Ramadhan this year will certainly be more meaningful for Muslims in the country after they have been allowed to conduct congregational Sunnat Tarawikh and Sunnat Witir prayers at mosques, suraus and religious halls nationwide without physical distancing following the COVID-19 pandemic.

Muslims in the evening prayer at the beginning of the fasting month of Ramadhan in Amsterdam, Netherlands. PHOTO: AFP

Such highly-recommended Sunnat Tarawikh and Sunnat Witir prayers have already started nationwide on Wednesday night along with Tedarus Al-Quran or reading Al-Quran in groups.

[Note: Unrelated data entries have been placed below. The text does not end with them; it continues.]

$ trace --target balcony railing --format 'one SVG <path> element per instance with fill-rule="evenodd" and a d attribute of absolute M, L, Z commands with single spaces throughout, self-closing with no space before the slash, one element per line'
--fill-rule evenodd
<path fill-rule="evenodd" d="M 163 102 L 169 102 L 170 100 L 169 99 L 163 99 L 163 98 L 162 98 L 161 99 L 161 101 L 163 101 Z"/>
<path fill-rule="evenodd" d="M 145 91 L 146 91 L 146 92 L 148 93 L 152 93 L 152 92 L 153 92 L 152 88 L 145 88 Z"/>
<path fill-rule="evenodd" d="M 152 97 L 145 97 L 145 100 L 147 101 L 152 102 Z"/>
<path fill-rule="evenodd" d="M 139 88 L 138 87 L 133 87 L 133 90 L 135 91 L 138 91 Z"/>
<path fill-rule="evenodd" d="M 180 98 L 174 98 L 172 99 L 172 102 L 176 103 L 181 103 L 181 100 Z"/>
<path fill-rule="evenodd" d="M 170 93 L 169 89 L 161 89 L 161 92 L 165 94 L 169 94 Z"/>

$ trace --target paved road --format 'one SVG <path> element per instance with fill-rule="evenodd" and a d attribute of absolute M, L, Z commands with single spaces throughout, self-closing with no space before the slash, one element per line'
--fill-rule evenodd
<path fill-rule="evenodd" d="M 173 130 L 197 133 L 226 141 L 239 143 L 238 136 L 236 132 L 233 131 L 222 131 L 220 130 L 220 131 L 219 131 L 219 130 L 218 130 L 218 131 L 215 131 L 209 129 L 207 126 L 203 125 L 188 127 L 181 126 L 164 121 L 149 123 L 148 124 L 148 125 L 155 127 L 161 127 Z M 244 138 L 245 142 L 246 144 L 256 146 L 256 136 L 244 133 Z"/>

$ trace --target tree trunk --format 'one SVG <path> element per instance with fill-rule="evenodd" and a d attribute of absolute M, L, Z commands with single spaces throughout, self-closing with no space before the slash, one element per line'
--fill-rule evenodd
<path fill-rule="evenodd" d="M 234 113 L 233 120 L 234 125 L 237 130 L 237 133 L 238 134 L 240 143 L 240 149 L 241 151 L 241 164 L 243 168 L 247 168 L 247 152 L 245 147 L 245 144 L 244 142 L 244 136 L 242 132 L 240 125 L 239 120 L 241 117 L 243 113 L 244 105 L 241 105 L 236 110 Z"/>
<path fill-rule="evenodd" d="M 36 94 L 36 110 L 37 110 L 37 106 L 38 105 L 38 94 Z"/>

One should also intensify pious activities through the recitation of Al-Quran, performing I’tikaf or seclusion in the mosque, Qiyamullail or the night prayer, and reciting Zikir or remembrance of Allah the Almighty.

Ramadhan is not only brought to life by fasting and the recitation of Al-Quran, but also learning and appreciating the lessons contained in fasting to guide our everyday life, such as practising sincerity and piety, applying the values of moderation and making use of time to help each other.

It doesn’t matter if it’s a verse a day; start preparing for Ramadhan by reciting a portion of the Al-Quran every day. Ramadhan is the month in which the entire Al-Quran is revealed – bonding with the Al-Quran will create excitement.

Traditionally, Ramadhan is also a time when one will be spoilt for choice with sungkai buffets at restaurants and hotels as well as Ramadhan stalls that showcase a wide array of gastronomic delights.

But one should review one’s food intake, portion size and what choices you’re making on a daily basis as well as to take food in moderation. Start introducing healthier options – if you haven’t already – and be sure to make a habit of drinking plenty of water. Cut down on junk food and fizzy drinks and start replacing them with fruits, vegetables, lean protein and foods that release energy slowly. Bananas, oats and lentils are great options not only before Ramadhan but also during the holy month.

The month of Ramadhan is eagerly awaited by Muslims as it gives great meaning in the life journey of the faithful as the month promises big rewards for every good deed and within it lies blessings and forgiveness from Allah the Almighty.

Doors of heaven are open throughout this month and opportunities to gain rewards are widely open. This shows Allah the Almighty’s blessings and love.

Mosques, suraus and religious halls are open for Muslims either individually or in groups to glorify the holy month by engaging in various religious activities offered such as Tedarus Al-Quran.

Fasting is a shield from the torment of hellfire, a fortress that prevents Muslims from doing vile and evil things as well as refraining from acts which invalidate the fast as well as bad and useless behaviour.

Fasting refrains us from bad and sinful acts which can reduce and damage the rewards of fasting. To achieve perfection in fasting, there are manners that need to be maintained when performing it.

This includes controlling our gaze from looking at things forbidden by Syariah and things that can distract the heart from remembering Allah the Almighty.

We must also close our ears from hearing things that are prohibited and safeguard our tongues from talking about useless things and speaking prohibited words.

Muslims are also reminded to protect other parts of the body, such as hands and feet, from actions which are prohibited and not beneficial to us.

Let us make full use of this holy month as we do not know if we are able to meet the next Ramadhan.